King sprinkles the “Toolbox” section with tidbits of knowledge:
– “Good writing is often about letting go of fear and affectation.”
– “All I ask is that you do as well as you can, and remember that, while to write adverbs is human, to write he said or she said is divine.”
– “The most important things about back story are that (a) everyone has a history and (b) most of it isn’t very interesting. Stick to the parts that are, and don’t get carried away with the rest.”

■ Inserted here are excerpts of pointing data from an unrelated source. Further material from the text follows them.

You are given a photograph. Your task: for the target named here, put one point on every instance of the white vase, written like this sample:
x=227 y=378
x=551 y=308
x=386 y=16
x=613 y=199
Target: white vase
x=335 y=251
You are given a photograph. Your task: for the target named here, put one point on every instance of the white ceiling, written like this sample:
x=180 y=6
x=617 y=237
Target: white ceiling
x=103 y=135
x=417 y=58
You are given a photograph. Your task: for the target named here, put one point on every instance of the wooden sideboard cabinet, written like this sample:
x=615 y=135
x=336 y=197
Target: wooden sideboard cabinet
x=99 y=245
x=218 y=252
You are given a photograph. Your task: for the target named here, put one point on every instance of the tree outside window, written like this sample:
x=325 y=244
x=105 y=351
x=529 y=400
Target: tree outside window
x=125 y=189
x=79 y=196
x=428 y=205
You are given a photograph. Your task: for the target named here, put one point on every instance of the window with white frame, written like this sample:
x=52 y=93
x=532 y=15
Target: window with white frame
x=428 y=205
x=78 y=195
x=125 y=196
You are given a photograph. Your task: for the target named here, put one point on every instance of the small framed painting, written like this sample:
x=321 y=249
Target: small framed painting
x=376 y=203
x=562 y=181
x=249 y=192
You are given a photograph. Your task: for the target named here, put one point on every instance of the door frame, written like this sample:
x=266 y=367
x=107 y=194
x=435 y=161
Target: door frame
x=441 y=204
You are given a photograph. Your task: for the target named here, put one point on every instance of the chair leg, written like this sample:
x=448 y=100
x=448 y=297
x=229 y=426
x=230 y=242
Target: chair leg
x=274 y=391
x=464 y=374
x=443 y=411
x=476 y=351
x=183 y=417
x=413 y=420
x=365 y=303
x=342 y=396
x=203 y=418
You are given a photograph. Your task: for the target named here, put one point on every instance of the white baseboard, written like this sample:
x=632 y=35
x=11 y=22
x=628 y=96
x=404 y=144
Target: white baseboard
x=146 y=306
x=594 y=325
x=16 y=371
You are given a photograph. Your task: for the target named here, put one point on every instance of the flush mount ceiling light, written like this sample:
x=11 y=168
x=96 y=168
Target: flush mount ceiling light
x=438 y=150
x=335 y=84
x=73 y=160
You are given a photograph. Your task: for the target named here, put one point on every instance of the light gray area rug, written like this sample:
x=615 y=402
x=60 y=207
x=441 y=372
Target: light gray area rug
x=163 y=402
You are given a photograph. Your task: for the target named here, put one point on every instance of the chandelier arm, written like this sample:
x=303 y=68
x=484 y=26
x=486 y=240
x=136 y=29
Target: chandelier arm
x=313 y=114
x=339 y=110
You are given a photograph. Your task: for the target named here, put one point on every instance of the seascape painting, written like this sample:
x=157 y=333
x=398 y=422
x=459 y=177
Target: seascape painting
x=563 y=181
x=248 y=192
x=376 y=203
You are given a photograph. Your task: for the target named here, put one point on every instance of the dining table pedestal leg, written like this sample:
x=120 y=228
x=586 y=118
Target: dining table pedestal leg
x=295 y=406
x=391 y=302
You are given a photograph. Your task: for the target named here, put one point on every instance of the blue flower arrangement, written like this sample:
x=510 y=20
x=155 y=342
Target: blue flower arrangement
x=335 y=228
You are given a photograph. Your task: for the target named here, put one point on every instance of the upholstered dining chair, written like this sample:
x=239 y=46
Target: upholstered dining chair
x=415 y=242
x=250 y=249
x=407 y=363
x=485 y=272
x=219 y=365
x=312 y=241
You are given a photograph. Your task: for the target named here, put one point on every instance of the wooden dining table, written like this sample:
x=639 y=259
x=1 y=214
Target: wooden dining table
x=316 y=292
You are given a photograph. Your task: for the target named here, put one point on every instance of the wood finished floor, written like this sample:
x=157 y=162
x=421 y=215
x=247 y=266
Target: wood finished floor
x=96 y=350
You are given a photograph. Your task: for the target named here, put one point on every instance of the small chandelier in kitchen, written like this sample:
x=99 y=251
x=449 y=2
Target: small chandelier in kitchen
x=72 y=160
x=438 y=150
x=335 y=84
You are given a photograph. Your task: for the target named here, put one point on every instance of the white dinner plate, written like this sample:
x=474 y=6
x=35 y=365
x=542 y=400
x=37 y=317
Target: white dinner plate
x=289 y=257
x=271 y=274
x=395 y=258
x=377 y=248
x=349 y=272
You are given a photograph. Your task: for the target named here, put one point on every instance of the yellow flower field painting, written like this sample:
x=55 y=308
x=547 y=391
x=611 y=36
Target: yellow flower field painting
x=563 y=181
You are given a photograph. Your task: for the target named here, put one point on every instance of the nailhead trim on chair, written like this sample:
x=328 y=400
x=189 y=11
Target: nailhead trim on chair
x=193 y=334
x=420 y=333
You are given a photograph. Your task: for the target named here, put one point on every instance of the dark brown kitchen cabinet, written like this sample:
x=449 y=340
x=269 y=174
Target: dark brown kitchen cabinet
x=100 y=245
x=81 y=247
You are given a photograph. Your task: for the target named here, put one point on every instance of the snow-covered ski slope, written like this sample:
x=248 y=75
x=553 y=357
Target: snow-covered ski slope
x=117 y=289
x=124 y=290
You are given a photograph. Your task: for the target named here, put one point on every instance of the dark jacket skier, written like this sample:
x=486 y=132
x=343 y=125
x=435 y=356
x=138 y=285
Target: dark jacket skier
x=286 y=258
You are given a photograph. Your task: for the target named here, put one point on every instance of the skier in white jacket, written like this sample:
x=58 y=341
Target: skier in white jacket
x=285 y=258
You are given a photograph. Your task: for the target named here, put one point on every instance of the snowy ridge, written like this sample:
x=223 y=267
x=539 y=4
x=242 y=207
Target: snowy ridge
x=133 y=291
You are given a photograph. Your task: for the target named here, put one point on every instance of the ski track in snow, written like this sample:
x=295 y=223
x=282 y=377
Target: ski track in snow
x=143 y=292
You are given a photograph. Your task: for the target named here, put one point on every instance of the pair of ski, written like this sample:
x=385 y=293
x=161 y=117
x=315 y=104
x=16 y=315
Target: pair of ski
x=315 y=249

He also advises, read a lot and write a lot. Saying, “If you don’t have time to read, you don’t have the time (or tools) to write. Simple as that.” He takes books with him everywhere he goes … and that was before the Kindle. Maximum your time. Listen to books on tape as you drive, as well as have one in the car you read in grocery lines. In short, finding a way to fit reading into your life is paramount to creating your own writing voice.
Perhaps one of the most important lessons for me was “writing with the door closed.” That first draft should be fearless; therefore, you need to keep you door closed to outside influence and judgment while you bleed all over the pages. Write with passion. That philosophy alone was liberating for me.
On Writing is the book every serious writer should not only read once, but should read at various stages of his/her career. There are tidbits you’ll miss because you aren’t ready to hear them yet. For that very reason, I make an effort to read it once a year … an annual gift to myself.
King declares, “Writing is seduction.” Hail to a man who made a book on craft truly seducing.